Striving for perfection. While we all want our work to be correct, striving for the perfect result does not pay off. We lose time, the project takes longer to complete and the end result is not significantly improved. Instead, we overstress ourselves and those around us.
Addiction to our phones. Have you noticed sometimes when you’re out, that everyone’s on their phones? Whether they’re playing games, on social media or checking email, it’s a habit most of us need to break. There’s a difference between responsible communication and not interacting with the people around you.
Accepting a high level of stress. I blame this one on the “east-coast-culture.” Truthfully though, it’s prevalent everywhere. There is so much going on in our lives that it’s easy to accept a high level of stress as normal. We sometimes contribute to our own stress. Even before we begin work, our thinking turns negative. We say to ourselves, “I’ll never get this all done today!” It’s up to us to break our own stress habit. We can turn our attitude around by saying “Let’s see how much I can get done on this project today.”
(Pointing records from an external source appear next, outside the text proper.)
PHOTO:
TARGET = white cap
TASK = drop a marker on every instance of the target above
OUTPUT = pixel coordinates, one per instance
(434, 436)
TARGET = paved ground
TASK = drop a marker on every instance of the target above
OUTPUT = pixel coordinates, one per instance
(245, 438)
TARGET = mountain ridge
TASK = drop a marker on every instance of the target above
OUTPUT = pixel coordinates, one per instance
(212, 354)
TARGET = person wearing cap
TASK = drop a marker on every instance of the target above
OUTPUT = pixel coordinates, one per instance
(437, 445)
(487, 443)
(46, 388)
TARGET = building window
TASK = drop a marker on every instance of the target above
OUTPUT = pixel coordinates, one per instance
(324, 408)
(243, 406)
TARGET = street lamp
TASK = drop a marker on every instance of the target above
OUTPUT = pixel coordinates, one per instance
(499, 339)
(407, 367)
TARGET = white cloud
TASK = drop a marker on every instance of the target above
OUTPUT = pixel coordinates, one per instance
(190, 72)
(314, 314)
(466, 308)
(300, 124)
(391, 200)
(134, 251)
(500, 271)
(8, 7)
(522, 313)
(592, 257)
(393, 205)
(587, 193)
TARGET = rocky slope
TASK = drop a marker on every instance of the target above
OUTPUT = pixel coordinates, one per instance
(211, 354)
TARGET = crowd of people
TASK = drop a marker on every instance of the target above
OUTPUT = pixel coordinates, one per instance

Sticking with the way we’ve always done things. There are so many tasks that can be done faster and more efficiently today than in the past. These tasks may require learning new technology – which can be frightening to many. But spending time to sit down with someone who can explain a faster way of accomplishing a tasks broadens our minds and keeps us current.
Acting too quickly. When I can’t answer emails quickly, I notice that some problems solve themselves. The same thing happens in meetings. When we listen to the discussion for a while, rather than come to a quick decision, the best way to solve the problem surfaces naturally. Holding back, rather than jumping in too quickly, is often more effective.